If I recall correctly, a one hour 2 inch quad video tape baked at 250 degrees F for 20 to 30 minutes and then should be re-recorded with in 24 hours--that "fix" such as it is, doesn't last.
John
Posted by Osi Osgood (Member # 424) on March 28, 2008, 10:23 AM:
I always had this wild idea, (and still, sometimes tempted to do with a piece of unwanted scrap film) of creating a tank of whatever dye seems to have disappeared on the film, (for instance, blue), but I always needed someway for the dye to permeate the film, and that agent escapes me, but if I could figure out the agent to allow "permeation" of the film, I might have a go at it.
Posted by John Whittle (Member # 22) on March 28, 2008, 01:46 PM:
What you'd be doing in effect is "tinting" the film and you'll get an overall cast just like putting a filter in the projection beam. BTW you can use food coloring with water and a little photoflow (Kodak's wetting agent which is just a super detergent)for your test.
What you need to do is come up with a chemical that "couples" to the dye molecule and reforms it to a light changing rather than a clear substance.
Good luck, a lot of organic chemists in photo research around the world have worked on finding this. There was a lab paper that came out from 3M/Ferrenia which detailed the fading process and what happened to the cyan dye.

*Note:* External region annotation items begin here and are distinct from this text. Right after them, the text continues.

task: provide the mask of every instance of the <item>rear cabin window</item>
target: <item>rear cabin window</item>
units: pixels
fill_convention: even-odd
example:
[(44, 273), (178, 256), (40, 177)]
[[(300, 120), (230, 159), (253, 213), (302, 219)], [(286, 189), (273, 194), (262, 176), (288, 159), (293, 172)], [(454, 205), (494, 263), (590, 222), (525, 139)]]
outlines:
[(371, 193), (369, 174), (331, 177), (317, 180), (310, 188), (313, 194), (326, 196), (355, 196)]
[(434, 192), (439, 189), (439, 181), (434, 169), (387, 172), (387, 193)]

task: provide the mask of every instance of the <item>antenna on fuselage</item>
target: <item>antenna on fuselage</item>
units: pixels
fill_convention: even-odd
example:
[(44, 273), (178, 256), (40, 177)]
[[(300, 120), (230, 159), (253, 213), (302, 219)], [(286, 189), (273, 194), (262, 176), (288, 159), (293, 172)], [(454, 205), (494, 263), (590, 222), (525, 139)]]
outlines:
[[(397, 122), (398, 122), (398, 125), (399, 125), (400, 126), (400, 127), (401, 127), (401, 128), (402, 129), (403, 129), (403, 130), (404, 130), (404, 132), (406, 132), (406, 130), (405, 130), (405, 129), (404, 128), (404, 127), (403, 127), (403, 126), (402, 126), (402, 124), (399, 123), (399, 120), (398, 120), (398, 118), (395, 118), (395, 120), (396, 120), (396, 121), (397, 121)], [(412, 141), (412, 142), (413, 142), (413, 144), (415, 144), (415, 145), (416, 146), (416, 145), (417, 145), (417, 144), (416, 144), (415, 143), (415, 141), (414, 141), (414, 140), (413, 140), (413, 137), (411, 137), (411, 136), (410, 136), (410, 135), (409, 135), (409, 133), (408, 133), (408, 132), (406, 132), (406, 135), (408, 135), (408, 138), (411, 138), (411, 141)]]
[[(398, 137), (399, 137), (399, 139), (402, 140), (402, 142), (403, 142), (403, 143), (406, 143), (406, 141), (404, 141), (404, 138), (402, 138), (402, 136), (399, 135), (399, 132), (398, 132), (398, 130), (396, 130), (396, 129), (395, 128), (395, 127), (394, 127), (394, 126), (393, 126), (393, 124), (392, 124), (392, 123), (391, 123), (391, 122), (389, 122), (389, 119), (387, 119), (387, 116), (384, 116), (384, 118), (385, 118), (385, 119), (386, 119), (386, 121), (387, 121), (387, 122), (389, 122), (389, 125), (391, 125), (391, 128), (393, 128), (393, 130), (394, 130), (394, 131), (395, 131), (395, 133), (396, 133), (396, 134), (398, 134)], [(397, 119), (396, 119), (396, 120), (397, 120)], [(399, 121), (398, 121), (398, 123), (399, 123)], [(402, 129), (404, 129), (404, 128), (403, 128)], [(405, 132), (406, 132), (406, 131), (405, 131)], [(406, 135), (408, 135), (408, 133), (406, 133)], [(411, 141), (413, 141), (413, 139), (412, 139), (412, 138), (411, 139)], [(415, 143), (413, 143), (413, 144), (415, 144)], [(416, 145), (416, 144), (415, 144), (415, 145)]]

The problem with the coupler is they are often destroyed in processing. A coupler by the way is that thing that links the silver halide to the dye such that only the amount of dye is released that is proprotional to the silver halide exposure.
The patent refered to earlier used a vapour and then a "light" of some sort to fix the reconstructed molecule. A nice dream, but as I said it was never demonstrated so like a lot of computer software it was only a dream (vapour ware).
John
Posted by Osi Osgood (Member # 424) on April 01, 2008, 10:29 AM:
Hey John, another question that occured to me ...

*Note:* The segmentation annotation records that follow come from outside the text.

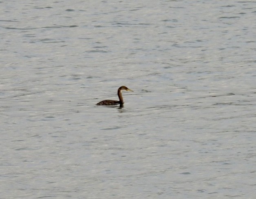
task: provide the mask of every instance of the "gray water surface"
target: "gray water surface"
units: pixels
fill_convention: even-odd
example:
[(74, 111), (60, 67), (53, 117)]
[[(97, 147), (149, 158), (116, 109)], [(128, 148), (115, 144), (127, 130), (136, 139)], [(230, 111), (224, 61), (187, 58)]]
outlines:
[(1, 199), (254, 198), (255, 2), (0, 7)]

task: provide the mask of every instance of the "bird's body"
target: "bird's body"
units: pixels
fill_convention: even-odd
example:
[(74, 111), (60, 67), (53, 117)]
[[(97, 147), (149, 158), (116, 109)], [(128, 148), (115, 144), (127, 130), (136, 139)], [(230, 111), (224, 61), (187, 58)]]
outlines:
[(115, 106), (119, 104), (120, 106), (122, 106), (124, 103), (124, 101), (123, 99), (122, 95), (122, 90), (124, 90), (128, 91), (132, 91), (131, 90), (129, 89), (126, 87), (122, 86), (118, 89), (117, 91), (117, 95), (119, 97), (119, 101), (112, 100), (106, 100), (102, 101), (96, 104), (98, 106)]

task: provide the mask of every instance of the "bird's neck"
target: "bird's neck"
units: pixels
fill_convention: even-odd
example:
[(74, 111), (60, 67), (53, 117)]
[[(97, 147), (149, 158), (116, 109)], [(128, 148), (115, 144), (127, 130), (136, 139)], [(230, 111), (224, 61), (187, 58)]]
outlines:
[(123, 96), (122, 95), (122, 91), (121, 89), (118, 89), (117, 95), (118, 95), (118, 97), (119, 97), (119, 102), (120, 102), (120, 104), (123, 104), (124, 103), (124, 102)]

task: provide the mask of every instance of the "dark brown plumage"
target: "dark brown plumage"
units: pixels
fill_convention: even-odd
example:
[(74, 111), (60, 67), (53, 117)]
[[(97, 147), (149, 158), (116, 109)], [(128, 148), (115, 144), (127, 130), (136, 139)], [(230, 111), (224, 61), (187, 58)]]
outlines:
[(106, 100), (102, 101), (97, 104), (96, 104), (96, 105), (98, 106), (115, 106), (120, 104), (120, 106), (124, 103), (124, 101), (123, 99), (123, 96), (122, 96), (122, 90), (124, 90), (128, 91), (132, 91), (131, 89), (129, 89), (126, 87), (124, 86), (122, 86), (118, 89), (117, 91), (117, 95), (118, 97), (119, 97), (119, 101), (117, 100)]

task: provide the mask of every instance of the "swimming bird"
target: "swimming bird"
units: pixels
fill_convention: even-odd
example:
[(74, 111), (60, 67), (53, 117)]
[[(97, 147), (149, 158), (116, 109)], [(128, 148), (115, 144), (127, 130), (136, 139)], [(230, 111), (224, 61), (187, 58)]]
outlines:
[(120, 107), (122, 107), (124, 101), (123, 99), (123, 96), (122, 96), (122, 91), (124, 90), (127, 91), (133, 92), (133, 91), (132, 91), (131, 89), (129, 89), (126, 87), (124, 86), (122, 86), (120, 87), (117, 90), (117, 95), (118, 97), (119, 97), (119, 101), (117, 100), (105, 100), (102, 101), (97, 104), (96, 104), (96, 105), (98, 106), (115, 106), (120, 104)]

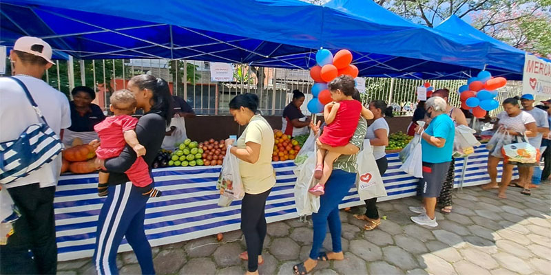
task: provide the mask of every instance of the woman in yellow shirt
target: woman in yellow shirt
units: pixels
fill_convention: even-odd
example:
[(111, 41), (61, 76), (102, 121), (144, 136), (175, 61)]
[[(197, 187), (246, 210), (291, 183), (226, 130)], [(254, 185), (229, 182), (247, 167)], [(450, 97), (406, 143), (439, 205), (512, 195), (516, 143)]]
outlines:
[(229, 151), (240, 162), (239, 172), (245, 191), (241, 201), (241, 231), (245, 236), (247, 252), (240, 257), (248, 260), (247, 274), (258, 274), (258, 264), (264, 260), (261, 254), (266, 236), (264, 207), (271, 188), (276, 184), (276, 173), (271, 166), (273, 131), (258, 108), (258, 97), (253, 94), (236, 96), (229, 102), (233, 120), (247, 128), (237, 140), (226, 140)]

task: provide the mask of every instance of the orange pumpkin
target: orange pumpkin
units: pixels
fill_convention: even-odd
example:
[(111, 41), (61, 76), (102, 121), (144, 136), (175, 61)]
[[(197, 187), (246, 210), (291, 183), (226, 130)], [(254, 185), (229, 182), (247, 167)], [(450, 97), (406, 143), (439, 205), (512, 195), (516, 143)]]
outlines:
[(63, 158), (71, 162), (84, 162), (96, 156), (96, 149), (90, 144), (77, 145), (63, 150)]
[(87, 174), (96, 170), (96, 165), (94, 164), (95, 159), (87, 160), (85, 162), (73, 162), (69, 166), (71, 172), (75, 174)]

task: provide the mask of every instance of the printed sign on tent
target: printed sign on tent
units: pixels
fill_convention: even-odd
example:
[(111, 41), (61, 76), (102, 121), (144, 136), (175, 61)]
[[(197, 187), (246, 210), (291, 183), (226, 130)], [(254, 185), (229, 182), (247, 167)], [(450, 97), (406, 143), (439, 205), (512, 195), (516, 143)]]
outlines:
[(426, 100), (426, 87), (424, 86), (417, 87), (417, 100)]
[(551, 63), (528, 54), (525, 56), (522, 93), (551, 96)]
[(211, 63), (211, 81), (233, 81), (233, 67), (229, 63)]

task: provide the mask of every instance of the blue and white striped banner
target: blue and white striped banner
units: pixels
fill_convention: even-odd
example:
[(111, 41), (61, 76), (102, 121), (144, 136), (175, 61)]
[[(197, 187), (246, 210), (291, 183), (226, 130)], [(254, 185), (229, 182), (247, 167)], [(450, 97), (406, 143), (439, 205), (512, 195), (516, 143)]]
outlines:
[[(480, 147), (468, 159), (464, 186), (488, 182), (488, 151)], [(380, 201), (415, 195), (418, 179), (399, 170), (398, 154), (387, 155), (388, 169), (383, 177), (388, 197)], [(274, 163), (277, 184), (266, 205), (268, 222), (297, 218), (294, 201), (296, 177), (292, 161)], [(455, 164), (458, 186), (463, 160)], [(498, 168), (501, 175), (501, 166)], [(145, 212), (145, 233), (152, 246), (163, 245), (239, 229), (240, 201), (218, 207), (216, 189), (220, 166), (177, 167), (154, 170), (156, 187), (163, 196), (151, 198)], [(104, 198), (97, 195), (97, 175), (62, 176), (56, 191), (56, 230), (59, 261), (92, 256), (96, 221)], [(341, 208), (362, 205), (355, 188), (351, 190)], [(129, 251), (123, 241), (119, 252)]]

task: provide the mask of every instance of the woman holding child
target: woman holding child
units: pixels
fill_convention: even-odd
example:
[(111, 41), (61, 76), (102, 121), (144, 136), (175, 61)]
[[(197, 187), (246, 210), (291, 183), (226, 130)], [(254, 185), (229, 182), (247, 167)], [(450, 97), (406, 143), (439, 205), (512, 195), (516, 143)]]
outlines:
[[(171, 99), (167, 82), (155, 76), (145, 74), (134, 76), (127, 87), (134, 95), (136, 107), (143, 109), (145, 114), (135, 125), (139, 144), (133, 144), (134, 148), (127, 144), (118, 157), (96, 161), (98, 168), (110, 173), (107, 176), (107, 199), (99, 214), (94, 255), (96, 269), (100, 274), (118, 273), (116, 257), (123, 237), (126, 237), (136, 253), (142, 273), (155, 273), (151, 246), (143, 226), (145, 204), (152, 194), (144, 193), (143, 188), (129, 182), (125, 173), (136, 162), (134, 150), (140, 148), (137, 145), (141, 145), (145, 151), (141, 157), (151, 175), (152, 164), (172, 117)], [(153, 190), (154, 184), (151, 182), (147, 188)]]

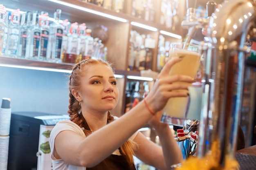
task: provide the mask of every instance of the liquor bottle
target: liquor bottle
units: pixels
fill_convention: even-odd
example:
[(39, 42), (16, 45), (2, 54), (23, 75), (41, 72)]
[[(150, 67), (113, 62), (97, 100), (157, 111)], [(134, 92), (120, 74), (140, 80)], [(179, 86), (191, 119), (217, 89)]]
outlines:
[[(49, 46), (52, 47), (52, 60), (56, 62), (61, 62), (62, 40), (64, 27), (60, 24), (61, 10), (57, 9), (54, 13), (54, 22), (50, 25)], [(48, 58), (48, 57), (47, 57)]]
[(39, 27), (39, 15), (37, 11), (33, 12), (31, 26), (29, 28), (29, 35), (28, 38), (27, 45), (29, 46), (29, 57), (38, 60), (39, 55), (41, 30)]
[(83, 56), (83, 60), (88, 59), (92, 58), (93, 53), (93, 38), (92, 37), (92, 30), (86, 29), (86, 39), (85, 40), (85, 53)]
[(64, 28), (63, 32), (63, 35), (62, 36), (62, 43), (61, 44), (62, 53), (61, 53), (61, 59), (63, 62), (64, 62), (64, 54), (67, 53), (67, 34), (69, 32), (70, 25), (70, 22), (69, 22), (68, 20), (67, 19), (63, 20), (62, 22), (62, 25), (63, 25)]
[(116, 12), (123, 12), (124, 0), (113, 0), (113, 9)]
[(77, 22), (71, 24), (70, 31), (67, 34), (67, 52), (64, 54), (64, 62), (74, 63), (77, 57), (78, 46), (78, 35)]
[(4, 30), (7, 29), (7, 26), (5, 23), (6, 18), (6, 11), (5, 7), (0, 4), (0, 55), (2, 55), (4, 40)]
[(147, 35), (147, 38), (145, 40), (145, 48), (146, 51), (145, 59), (146, 65), (145, 69), (152, 69), (152, 59), (153, 58), (153, 50), (155, 46), (155, 40), (151, 38), (150, 35)]
[(6, 16), (5, 17), (6, 26), (4, 27), (4, 33), (3, 39), (2, 49), (2, 53), (3, 54), (6, 55), (5, 52), (7, 48), (7, 38), (8, 34), (8, 29), (11, 24), (11, 11), (6, 11)]
[(7, 46), (5, 51), (5, 54), (7, 56), (16, 57), (18, 54), (20, 17), (19, 9), (14, 10), (11, 13), (11, 23), (8, 28)]
[(145, 48), (145, 39), (146, 36), (144, 35), (141, 35), (142, 41), (140, 43), (140, 47), (139, 52), (139, 70), (144, 70), (146, 69), (146, 52)]
[(94, 4), (99, 7), (102, 7), (103, 6), (103, 0), (94, 0)]
[(18, 54), (18, 57), (21, 58), (25, 58), (26, 56), (28, 36), (28, 20), (30, 20), (31, 14), (31, 12), (27, 12), (21, 15), (20, 35)]
[(112, 9), (112, 0), (104, 0), (103, 2), (104, 8), (108, 9)]
[(46, 12), (41, 12), (40, 18), (40, 28), (41, 29), (41, 40), (39, 48), (39, 59), (46, 60), (47, 57), (49, 55), (47, 53), (51, 52), (49, 46), (49, 35), (50, 29), (49, 26), (48, 13)]
[(78, 47), (77, 50), (79, 55), (77, 62), (82, 60), (83, 54), (84, 54), (85, 49), (85, 40), (86, 39), (86, 25), (83, 23), (79, 25), (78, 29)]
[(93, 40), (93, 52), (92, 55), (92, 58), (98, 59), (98, 53), (99, 49), (99, 41), (98, 38), (95, 38)]
[(135, 9), (135, 16), (142, 18), (144, 16), (145, 0), (134, 0), (133, 8)]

Would different film stocks respond differently,to different approaches, or perhaps, different solutions ...
... or, are film stocks fairly "universal" in chemical approaches?
I ask as, perhaps my Kodak SP would respond better to chemical color reversal, than the dreaded Eastman color stock. Perhaps that mid 70's Eastman stock, (which tended to fair much better),
would respond better as well?
Any thoughts John (and others)?
Posted by John Whittle (Member # 22) on April 03, 2008, 05:22 PM:
Kodak originally used different couplers and developing agents from Fuji and Agfa. Eastman used CD-3 for Eastman color negative and Ektachrome, CD-2 for Eastman color positive. When the patents expired in the mid-70s on these chemicals, Agfa and Fuji introduced stocks that used the same processes which made if possible for a lab to use any of the three color positive materials in a single processing machine. Agfa Gevacolor and Gevachrome used a totally different suspension system and a different color developer and coupler.

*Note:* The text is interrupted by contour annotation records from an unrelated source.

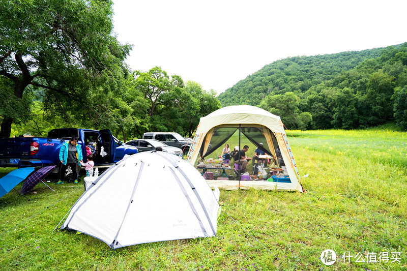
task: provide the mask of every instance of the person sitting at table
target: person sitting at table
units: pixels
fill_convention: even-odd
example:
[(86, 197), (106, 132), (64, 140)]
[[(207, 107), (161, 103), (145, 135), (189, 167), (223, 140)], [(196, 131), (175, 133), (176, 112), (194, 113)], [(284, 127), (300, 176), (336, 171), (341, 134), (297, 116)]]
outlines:
[(235, 157), (236, 156), (236, 155), (238, 154), (238, 152), (239, 152), (239, 146), (236, 146), (235, 147), (235, 148), (232, 150), (231, 153), (230, 153), (230, 157), (235, 160)]
[[(263, 147), (263, 143), (260, 143), (260, 145)], [(266, 158), (259, 158), (258, 157), (260, 155), (268, 155), (267, 154), (260, 149), (260, 148), (257, 148), (254, 150), (254, 155), (253, 156), (253, 158), (251, 159), (251, 164), (252, 165), (254, 165), (254, 163), (255, 161), (257, 160), (258, 161), (261, 161), (261, 163), (263, 163), (264, 164), (264, 166), (266, 166), (266, 164), (267, 164), (267, 159)]]
[(223, 163), (225, 162), (225, 160), (230, 160), (230, 149), (229, 148), (228, 144), (225, 144), (225, 147), (222, 150), (222, 154), (219, 156), (219, 158), (221, 157), (223, 158)]
[[(247, 166), (247, 164), (248, 163), (249, 161), (251, 160), (251, 158), (250, 157), (247, 157), (246, 156), (246, 152), (249, 150), (249, 146), (247, 145), (245, 145), (243, 147), (243, 149), (241, 149), (239, 151), (239, 152), (236, 155), (236, 156), (235, 157), (235, 163), (239, 164), (239, 163), (242, 166), (241, 170), (244, 170), (246, 169), (246, 167)], [(240, 159), (239, 160), (239, 158)]]

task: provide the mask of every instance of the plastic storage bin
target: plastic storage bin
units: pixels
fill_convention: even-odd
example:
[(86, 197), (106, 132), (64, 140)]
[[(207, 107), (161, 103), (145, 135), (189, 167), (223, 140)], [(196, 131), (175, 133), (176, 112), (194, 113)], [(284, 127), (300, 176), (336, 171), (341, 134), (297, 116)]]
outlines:
[(271, 178), (267, 179), (269, 182), (275, 182), (278, 183), (291, 183), (291, 180), (289, 179), (289, 177), (288, 176), (284, 175), (274, 175), (272, 176)]

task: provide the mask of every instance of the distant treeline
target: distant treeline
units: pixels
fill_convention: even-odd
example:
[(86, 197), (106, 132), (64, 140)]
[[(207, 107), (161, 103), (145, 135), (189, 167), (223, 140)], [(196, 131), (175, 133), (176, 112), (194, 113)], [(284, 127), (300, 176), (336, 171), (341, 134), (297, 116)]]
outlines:
[(259, 106), (290, 129), (348, 129), (395, 121), (407, 129), (407, 43), (276, 61), (218, 98), (222, 106)]

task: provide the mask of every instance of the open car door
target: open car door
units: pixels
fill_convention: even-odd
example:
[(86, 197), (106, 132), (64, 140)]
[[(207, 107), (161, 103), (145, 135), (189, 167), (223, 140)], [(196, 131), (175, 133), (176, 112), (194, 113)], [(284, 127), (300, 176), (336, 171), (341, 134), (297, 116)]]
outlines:
[(105, 129), (101, 130), (99, 133), (100, 135), (101, 145), (103, 147), (103, 152), (102, 152), (101, 148), (101, 149), (98, 150), (99, 152), (98, 154), (102, 157), (102, 160), (103, 162), (113, 163), (116, 148), (111, 132), (110, 130)]

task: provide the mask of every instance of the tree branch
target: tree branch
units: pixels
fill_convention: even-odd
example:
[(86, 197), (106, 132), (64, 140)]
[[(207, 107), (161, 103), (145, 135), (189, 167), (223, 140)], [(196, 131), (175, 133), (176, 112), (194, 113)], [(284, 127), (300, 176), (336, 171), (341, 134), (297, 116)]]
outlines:
[(7, 57), (8, 57), (10, 56), (10, 55), (11, 54), (11, 53), (12, 52), (13, 52), (12, 50), (10, 50), (3, 56), (2, 56), (2, 57), (0, 57), (0, 63), (3, 62), (4, 61), (4, 59), (5, 59)]
[(28, 69), (27, 68), (27, 65), (26, 65), (25, 63), (24, 63), (24, 61), (22, 60), (22, 54), (21, 53), (21, 52), (17, 52), (17, 53), (16, 53), (15, 55), (15, 59), (16, 62), (17, 62), (17, 65), (18, 65), (18, 68), (20, 68), (20, 70), (21, 70), (21, 72), (22, 72), (22, 75), (24, 78), (30, 78), (31, 77), (30, 71), (28, 71)]
[(58, 93), (61, 93), (62, 94), (64, 94), (64, 95), (66, 95), (67, 96), (69, 97), (69, 98), (70, 98), (72, 100), (76, 101), (77, 102), (79, 101), (79, 100), (77, 98), (73, 97), (71, 95), (71, 94), (69, 92), (64, 92), (63, 91), (61, 91), (61, 90), (58, 89), (57, 88), (54, 88), (53, 87), (52, 87), (51, 86), (48, 86), (47, 85), (42, 85), (42, 84), (37, 84), (37, 83), (34, 83), (33, 82), (30, 82), (29, 84), (35, 85), (36, 86), (38, 86), (38, 87), (43, 87), (44, 88), (46, 88), (47, 89), (49, 89), (50, 91), (54, 91), (54, 92), (57, 92)]
[(4, 70), (0, 71), (0, 75), (3, 75), (4, 76), (6, 76), (6, 77), (11, 79), (15, 82), (17, 82), (18, 81), (18, 78), (17, 78), (17, 76), (13, 74), (11, 74), (11, 73), (9, 73)]

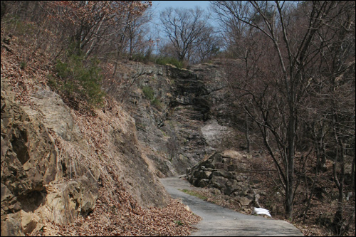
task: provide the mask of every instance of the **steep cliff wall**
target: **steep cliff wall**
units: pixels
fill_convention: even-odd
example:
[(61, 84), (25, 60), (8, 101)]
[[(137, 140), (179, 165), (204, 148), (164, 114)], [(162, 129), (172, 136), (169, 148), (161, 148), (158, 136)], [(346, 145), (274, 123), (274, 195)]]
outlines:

This does not mean that the dyes used in the various stocks was the same. Agfa used a different cyan dye and since it had a better absorption in the infrared spectrum, it made a better optical sound Super8 print that Eastman material.
And dyes were changed with various stocks (5282/7382, 5385/7385, 7380, etc) in both the Eastman line and Agfa.
There were also various suppliers of chemicals and labs could buy from Kodak (for CD-2) or Hunt (for Code-2) for color developers. I don't know of any research or any record keeping that would allow us today to track chemistry against fading.
There are just so many variables from so many labs that we'll never know for sure if one is more stable than another.
What we do know is that films that have no resuidal couplers in the emulsion have much better keeping qualities. These are Technicolor IB prints which were dye transfer and Kodachrome which had the couplers in the processing baths and not in the film. The dyes in Kodachrome and processng also changed over the years (as did the film base which was different than that used for Eastmancolor) so there can be differences between a Kodachome from 1940s, 1950s, 1960s into the 1970s. The films also got faster, finer grain and sharper over the years.